HHS too reliant on IT in fight against Medicare fraud

HHS program integrity director Peter Budetti is a man excited about the possibilities of anti-fraud software, data mining/screening and analytics, according to a lengthy feature on healthcare fraud in Reuters yesterday. He says they'll not only catch con artists, but also prevent fraudulent payments from even being made.

"We will be able to run every (billing) claim through advanced technology screening by the middle of next year. Every claim will be subjected to a wide range of analytics all of the time and it will be a system that learns on top of itself," Budetti tells the news site. The department is working on risk-screening for new Medicare suppliers, the ability to automatically stop payments to suspected crooks and software to sniff for patterns of fraud.

Industry watchers and anti-fraud experts tell Reuters they are skeptical of a technology-heavy approach. They point to previous tech-based anti-fraud efforts, such as neural networks a decade ago, that they say proved ineffective.

Opponents' general take on the fraud situation in Washington: Technology is useful, but the system needs better law enforcement, more aggressive investigations and longer sentences for criminals when they're caught. "I'm not sure it's a winnable war without putting more money into investigators," says Patrick Burns, of Taxpayers Against Fraud, notes Reuters. "The truth is that CMS doesn't have the resources and investigators to go out and rodeo all the fraud.
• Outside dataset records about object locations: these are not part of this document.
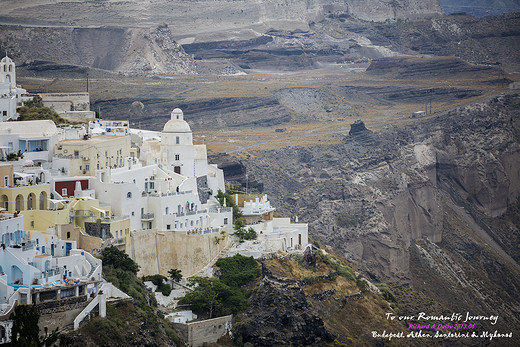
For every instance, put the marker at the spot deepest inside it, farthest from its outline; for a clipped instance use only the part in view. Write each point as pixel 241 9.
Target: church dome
pixel 177 124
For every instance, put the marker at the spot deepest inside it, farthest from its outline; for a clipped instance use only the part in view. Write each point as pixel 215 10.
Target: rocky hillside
pixel 206 15
pixel 117 49
pixel 431 205
pixel 479 8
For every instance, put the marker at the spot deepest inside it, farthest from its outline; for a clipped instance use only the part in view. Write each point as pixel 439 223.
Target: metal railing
pixel 147 215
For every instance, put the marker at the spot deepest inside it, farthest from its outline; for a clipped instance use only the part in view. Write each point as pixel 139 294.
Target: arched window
pixel 43 200
pixel 30 201
pixel 5 202
pixel 19 203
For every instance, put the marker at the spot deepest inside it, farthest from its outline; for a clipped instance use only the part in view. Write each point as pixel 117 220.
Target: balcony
pixel 146 217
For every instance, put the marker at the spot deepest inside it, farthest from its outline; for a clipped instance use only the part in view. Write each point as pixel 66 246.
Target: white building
pixel 171 189
pixel 11 95
pixel 274 234
pixel 35 139
pixel 176 152
pixel 109 127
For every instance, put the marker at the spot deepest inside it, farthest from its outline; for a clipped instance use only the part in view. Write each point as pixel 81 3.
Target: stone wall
pixel 206 331
pixel 58 314
pixel 158 252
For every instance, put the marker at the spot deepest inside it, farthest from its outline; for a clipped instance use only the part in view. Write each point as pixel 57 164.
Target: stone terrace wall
pixel 207 331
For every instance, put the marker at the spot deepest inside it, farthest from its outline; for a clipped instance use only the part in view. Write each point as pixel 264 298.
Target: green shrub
pixel 238 270
pixel 362 285
pixel 386 292
pixel 119 259
pixel 34 110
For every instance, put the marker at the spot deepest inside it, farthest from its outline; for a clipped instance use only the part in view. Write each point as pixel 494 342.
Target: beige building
pixel 6 175
pixel 95 153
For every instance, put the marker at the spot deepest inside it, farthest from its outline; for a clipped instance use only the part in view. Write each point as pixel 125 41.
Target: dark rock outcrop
pixel 280 315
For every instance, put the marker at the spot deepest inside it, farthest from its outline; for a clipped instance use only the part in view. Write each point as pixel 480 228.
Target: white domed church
pixel 11 95
pixel 176 152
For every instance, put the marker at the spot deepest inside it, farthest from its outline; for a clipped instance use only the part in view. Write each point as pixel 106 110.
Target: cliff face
pixel 432 205
pixel 117 49
pixel 380 11
pixel 200 15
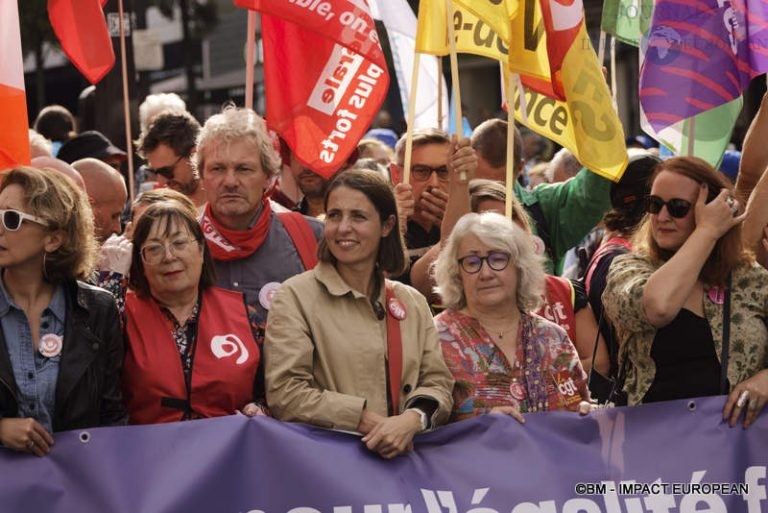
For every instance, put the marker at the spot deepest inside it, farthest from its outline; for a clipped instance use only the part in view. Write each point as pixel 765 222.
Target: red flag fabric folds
pixel 325 76
pixel 14 135
pixel 82 31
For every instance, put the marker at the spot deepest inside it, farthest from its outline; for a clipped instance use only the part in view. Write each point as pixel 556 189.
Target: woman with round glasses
pixel 504 358
pixel 190 349
pixel 60 343
pixel 688 283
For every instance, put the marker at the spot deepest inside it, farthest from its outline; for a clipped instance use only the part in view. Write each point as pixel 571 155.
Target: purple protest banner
pixel 665 457
pixel 699 55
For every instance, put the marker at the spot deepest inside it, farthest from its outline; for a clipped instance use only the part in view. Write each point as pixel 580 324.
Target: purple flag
pixel 700 54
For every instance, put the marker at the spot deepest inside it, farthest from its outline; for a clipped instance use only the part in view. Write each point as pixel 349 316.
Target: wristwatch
pixel 423 417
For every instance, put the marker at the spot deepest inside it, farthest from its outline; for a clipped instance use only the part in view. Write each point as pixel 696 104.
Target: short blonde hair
pixel 56 199
pixel 234 124
pixel 498 232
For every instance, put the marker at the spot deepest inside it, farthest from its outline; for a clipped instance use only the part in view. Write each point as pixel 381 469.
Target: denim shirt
pixel 35 374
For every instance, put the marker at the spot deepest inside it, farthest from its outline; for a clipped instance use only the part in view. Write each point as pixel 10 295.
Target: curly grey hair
pixel 497 232
pixel 234 124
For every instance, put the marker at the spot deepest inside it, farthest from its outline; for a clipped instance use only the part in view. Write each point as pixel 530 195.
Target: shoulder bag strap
pixel 394 351
pixel 726 337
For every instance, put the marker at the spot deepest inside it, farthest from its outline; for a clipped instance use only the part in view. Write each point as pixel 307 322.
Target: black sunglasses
pixel 422 172
pixel 12 219
pixel 496 260
pixel 676 207
pixel 166 171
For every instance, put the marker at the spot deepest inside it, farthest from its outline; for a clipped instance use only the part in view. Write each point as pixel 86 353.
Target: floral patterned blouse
pixel 546 373
pixel 623 301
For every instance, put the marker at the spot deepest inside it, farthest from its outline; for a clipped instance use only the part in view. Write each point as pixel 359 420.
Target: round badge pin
pixel 517 391
pixel 50 345
pixel 266 293
pixel 396 308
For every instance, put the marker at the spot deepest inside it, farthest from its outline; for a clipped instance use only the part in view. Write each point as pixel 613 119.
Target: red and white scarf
pixel 226 244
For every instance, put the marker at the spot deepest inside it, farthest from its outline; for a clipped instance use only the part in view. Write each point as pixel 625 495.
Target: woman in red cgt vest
pixel 190 352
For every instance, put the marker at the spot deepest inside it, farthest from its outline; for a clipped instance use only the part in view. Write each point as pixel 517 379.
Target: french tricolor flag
pixel 14 135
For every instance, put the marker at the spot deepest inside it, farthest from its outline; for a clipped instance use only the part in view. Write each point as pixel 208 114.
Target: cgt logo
pixel 224 346
pixel 567 387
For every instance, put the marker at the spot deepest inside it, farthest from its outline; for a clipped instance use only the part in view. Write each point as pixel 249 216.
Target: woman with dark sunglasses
pixel 504 358
pixel 669 298
pixel 60 343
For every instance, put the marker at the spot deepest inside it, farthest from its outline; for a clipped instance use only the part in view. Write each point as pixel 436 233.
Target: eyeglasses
pixel 154 253
pixel 422 172
pixel 166 171
pixel 497 261
pixel 676 207
pixel 12 219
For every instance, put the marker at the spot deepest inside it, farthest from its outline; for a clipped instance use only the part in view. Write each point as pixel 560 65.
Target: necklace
pixel 498 333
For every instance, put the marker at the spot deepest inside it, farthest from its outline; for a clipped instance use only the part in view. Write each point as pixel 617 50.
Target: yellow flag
pixel 473 35
pixel 497 14
pixel 586 123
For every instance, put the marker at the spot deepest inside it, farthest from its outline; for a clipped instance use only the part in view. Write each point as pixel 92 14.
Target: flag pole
pixel 613 73
pixel 126 103
pixel 455 76
pixel 411 118
pixel 691 135
pixel 250 58
pixel 511 86
pixel 523 102
pixel 439 92
pixel 601 48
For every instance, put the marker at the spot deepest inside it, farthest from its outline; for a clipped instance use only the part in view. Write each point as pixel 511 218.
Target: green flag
pixel 627 20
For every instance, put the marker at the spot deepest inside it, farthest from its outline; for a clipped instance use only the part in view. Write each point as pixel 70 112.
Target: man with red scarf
pixel 254 249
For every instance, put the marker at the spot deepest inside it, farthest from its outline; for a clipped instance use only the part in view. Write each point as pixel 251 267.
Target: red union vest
pixel 558 304
pixel 223 370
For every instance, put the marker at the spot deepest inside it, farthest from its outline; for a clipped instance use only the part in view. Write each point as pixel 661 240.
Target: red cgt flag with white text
pixel 325 76
pixel 82 32
pixel 14 137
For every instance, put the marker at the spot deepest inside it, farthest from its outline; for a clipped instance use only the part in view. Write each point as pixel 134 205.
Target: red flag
pixel 563 20
pixel 322 101
pixel 82 31
pixel 14 135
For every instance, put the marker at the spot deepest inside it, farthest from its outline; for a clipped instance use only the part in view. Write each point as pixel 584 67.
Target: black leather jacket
pixel 88 386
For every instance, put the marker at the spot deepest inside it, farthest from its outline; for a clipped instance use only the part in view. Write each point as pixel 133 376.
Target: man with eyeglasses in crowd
pixel 423 199
pixel 167 146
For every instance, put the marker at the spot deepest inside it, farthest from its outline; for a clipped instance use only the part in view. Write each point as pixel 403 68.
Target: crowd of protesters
pixel 244 282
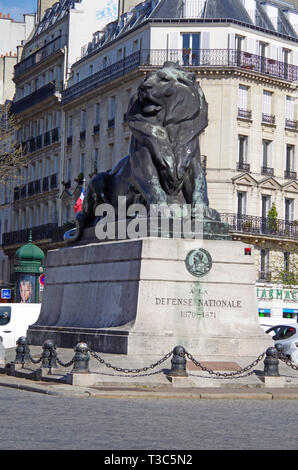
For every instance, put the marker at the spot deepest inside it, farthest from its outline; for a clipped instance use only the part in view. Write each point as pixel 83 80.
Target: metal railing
pixel 34 98
pixel 41 232
pixel 38 56
pixel 291 175
pixel 291 124
pixel 253 225
pixel 217 58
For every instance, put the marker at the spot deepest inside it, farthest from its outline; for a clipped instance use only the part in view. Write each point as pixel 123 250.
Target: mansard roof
pixel 212 10
pixel 53 15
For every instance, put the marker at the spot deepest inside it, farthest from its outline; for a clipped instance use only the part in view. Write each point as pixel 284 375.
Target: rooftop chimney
pixel 42 6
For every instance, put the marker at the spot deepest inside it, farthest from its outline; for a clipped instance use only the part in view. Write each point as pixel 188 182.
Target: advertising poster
pixel 25 289
pixel 107 12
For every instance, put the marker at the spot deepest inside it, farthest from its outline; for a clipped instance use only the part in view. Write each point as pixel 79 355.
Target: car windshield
pixel 287 332
pixel 5 315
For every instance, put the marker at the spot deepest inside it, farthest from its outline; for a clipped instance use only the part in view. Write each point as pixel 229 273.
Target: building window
pixel 289 210
pixel 267 158
pixel 264 274
pixel 191 48
pixel 290 162
pixel 241 203
pixel 242 153
pixel 82 164
pixel 95 163
pixel 267 115
pixel 290 113
pixel 112 112
pixel 243 111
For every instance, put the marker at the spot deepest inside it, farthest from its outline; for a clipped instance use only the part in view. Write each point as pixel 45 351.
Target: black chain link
pixel 65 364
pixel 130 371
pixel 35 361
pixel 287 361
pixel 226 375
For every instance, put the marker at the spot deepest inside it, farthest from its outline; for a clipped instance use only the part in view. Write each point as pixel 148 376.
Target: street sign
pixel 42 279
pixel 6 294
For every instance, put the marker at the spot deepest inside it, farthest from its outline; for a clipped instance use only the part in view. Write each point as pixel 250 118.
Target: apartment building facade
pixel 245 55
pixel 40 77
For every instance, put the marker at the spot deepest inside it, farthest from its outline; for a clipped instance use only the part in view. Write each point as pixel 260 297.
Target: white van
pixel 15 320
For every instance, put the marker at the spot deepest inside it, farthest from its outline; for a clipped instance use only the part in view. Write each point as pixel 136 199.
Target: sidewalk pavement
pixel 106 382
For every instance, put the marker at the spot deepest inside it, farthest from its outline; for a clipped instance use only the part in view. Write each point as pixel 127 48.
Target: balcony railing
pixel 291 175
pixel 41 232
pixel 34 98
pixel 268 119
pixel 264 275
pixel 266 170
pixel 215 58
pixel 291 124
pixel 241 166
pixel 252 225
pixel 244 114
pixel 38 56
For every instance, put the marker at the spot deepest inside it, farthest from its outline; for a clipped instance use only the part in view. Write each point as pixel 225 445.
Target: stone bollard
pixel 80 375
pixel 22 351
pixel 271 363
pixel 81 359
pixel 2 353
pixel 49 355
pixel 178 363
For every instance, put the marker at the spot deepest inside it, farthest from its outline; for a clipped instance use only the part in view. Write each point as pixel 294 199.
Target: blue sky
pixel 17 8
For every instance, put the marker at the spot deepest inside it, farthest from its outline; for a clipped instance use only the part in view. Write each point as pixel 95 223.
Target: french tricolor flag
pixel 78 204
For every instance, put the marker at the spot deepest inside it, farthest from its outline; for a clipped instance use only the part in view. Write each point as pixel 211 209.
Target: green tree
pixel 12 155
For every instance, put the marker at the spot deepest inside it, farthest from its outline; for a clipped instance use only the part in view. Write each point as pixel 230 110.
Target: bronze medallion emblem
pixel 198 262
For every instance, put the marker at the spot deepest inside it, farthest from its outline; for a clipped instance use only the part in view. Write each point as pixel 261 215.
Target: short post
pixel 81 359
pixel 49 355
pixel 22 351
pixel 178 363
pixel 80 375
pixel 271 363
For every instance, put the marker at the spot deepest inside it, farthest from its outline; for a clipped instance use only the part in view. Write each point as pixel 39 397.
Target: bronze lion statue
pixel 166 117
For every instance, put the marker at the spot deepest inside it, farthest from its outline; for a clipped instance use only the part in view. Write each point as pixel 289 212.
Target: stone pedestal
pixel 140 297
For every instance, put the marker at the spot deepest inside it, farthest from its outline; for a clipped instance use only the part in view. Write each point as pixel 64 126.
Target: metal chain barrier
pixel 35 361
pixel 131 371
pixel 287 361
pixel 65 364
pixel 225 375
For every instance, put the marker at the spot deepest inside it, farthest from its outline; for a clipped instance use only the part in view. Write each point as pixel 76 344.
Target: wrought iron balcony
pixel 264 275
pixel 244 114
pixel 252 225
pixel 241 166
pixel 38 56
pixel 268 119
pixel 204 58
pixel 292 124
pixel 41 232
pixel 291 175
pixel 266 170
pixel 34 98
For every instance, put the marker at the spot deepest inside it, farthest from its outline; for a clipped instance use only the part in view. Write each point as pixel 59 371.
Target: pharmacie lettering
pixel 198 302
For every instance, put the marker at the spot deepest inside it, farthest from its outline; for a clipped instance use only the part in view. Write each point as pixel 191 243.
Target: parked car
pixel 287 336
pixel 15 320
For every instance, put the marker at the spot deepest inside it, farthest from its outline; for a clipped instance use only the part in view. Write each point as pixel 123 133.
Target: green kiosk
pixel 29 269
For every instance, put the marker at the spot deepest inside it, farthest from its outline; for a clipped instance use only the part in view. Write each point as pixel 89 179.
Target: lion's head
pixel 171 95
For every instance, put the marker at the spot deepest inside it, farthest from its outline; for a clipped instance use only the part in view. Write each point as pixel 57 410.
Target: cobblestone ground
pixel 32 421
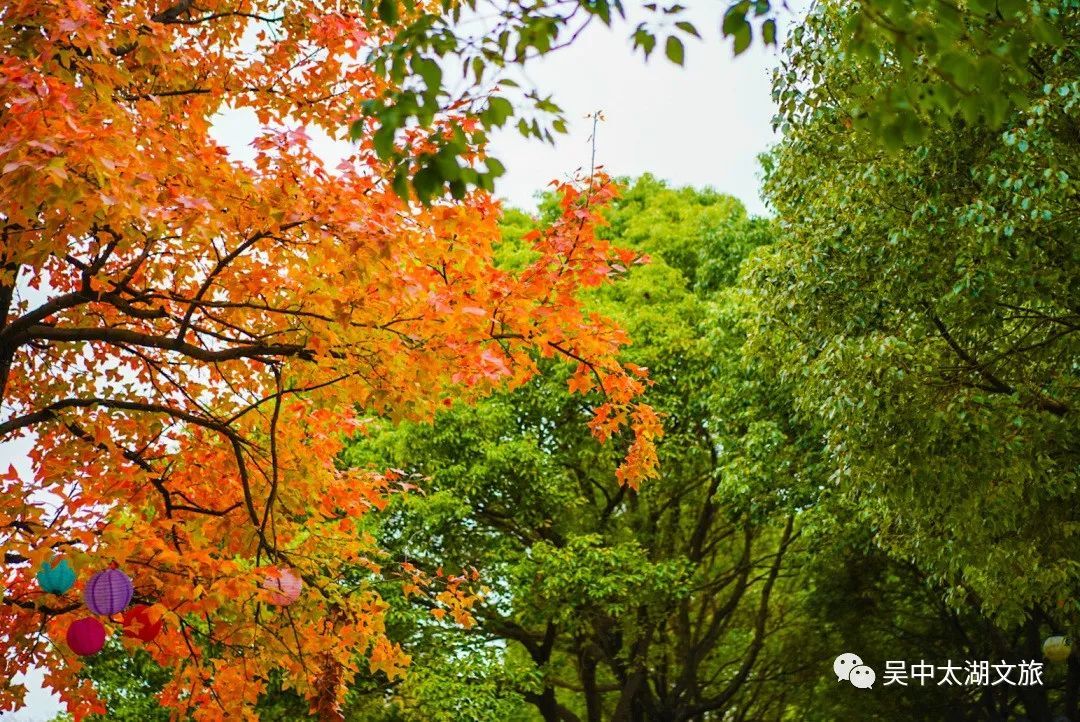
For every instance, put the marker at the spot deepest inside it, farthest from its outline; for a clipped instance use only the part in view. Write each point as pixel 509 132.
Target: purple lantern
pixel 108 593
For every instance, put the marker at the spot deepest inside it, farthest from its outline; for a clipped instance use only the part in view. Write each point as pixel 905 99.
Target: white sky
pixel 699 125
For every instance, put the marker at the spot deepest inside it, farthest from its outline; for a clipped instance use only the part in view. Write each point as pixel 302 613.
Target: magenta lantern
pixel 285 586
pixel 108 591
pixel 86 636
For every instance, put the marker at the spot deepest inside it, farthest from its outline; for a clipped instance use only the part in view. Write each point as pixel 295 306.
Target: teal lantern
pixel 57 579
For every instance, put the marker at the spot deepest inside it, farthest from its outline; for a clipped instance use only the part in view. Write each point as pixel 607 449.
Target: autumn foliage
pixel 189 338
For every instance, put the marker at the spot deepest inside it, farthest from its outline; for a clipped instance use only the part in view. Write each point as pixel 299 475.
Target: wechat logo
pixel 850 668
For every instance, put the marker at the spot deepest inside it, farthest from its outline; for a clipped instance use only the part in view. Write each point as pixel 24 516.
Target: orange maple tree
pixel 188 339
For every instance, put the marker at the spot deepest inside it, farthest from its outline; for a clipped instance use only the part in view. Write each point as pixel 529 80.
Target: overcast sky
pixel 699 125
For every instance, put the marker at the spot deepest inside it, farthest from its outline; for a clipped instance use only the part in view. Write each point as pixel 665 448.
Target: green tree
pixel 921 312
pixel 608 602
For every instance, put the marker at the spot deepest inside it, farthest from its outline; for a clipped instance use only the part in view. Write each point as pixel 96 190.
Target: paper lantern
pixel 56 579
pixel 138 624
pixel 1057 649
pixel 285 584
pixel 108 591
pixel 86 636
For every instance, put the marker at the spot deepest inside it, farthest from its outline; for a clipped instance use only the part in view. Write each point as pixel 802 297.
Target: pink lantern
pixel 285 586
pixel 108 591
pixel 86 636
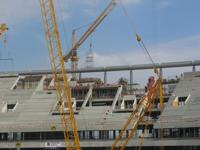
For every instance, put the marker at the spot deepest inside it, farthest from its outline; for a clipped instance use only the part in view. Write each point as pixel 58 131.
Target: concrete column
pixel 105 77
pixel 80 76
pixel 193 69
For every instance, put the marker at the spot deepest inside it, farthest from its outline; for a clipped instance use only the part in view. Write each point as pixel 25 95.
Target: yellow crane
pixel 60 77
pixel 137 115
pixel 3 28
pixel 72 54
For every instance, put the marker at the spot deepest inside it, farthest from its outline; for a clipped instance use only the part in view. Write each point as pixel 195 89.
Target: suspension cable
pixel 138 38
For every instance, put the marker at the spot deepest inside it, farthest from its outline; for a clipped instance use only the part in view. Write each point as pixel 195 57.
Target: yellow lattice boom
pixel 60 77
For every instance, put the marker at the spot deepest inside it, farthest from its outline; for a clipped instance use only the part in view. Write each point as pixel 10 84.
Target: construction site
pixel 62 108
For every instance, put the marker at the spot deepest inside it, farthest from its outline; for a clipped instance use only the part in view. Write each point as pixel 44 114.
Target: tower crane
pixel 59 75
pixel 3 28
pixel 137 115
pixel 72 54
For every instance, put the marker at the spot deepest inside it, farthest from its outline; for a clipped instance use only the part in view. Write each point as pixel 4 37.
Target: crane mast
pixel 136 116
pixel 60 77
pixel 94 25
pixel 3 28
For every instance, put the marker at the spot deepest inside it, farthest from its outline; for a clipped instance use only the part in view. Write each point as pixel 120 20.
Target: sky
pixel 170 30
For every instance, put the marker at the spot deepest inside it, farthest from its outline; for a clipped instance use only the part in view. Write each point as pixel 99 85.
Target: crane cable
pixel 138 38
pixel 61 11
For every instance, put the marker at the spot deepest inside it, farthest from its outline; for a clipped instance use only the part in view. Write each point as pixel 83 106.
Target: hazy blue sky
pixel 170 29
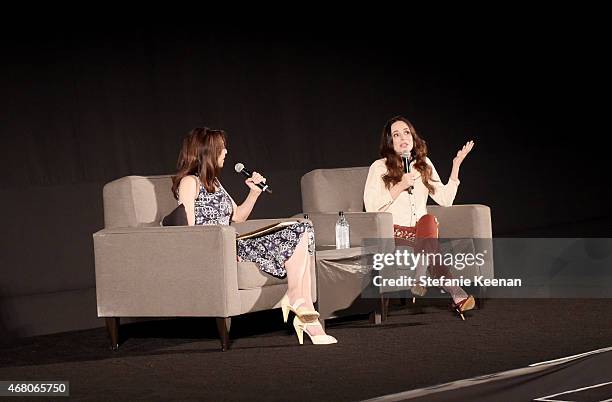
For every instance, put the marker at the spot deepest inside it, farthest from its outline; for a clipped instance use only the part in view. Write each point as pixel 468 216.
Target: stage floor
pixel 416 347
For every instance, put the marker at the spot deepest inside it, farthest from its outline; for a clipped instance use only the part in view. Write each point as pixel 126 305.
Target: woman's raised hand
pixel 255 179
pixel 462 153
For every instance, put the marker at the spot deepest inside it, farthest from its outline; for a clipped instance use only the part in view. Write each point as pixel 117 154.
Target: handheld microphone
pixel 406 159
pixel 239 168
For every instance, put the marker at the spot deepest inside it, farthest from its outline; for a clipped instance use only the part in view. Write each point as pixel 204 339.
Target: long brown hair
pixel 199 156
pixel 395 169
It just doesn't."

In one startling statistic, Malcom Sparrow of Harvard University's Kennedy School of Government says that the government would need to stop $100 million worth of billing scams each day just to "put a serious dent" in today's fraud problem.

Right now, "we're seeing about one every two months," he reveals.

The Reuters article does point out that 2010 was a banner year for anti-fraud efforts, according to government statistics, which show $4 billion recovered last year.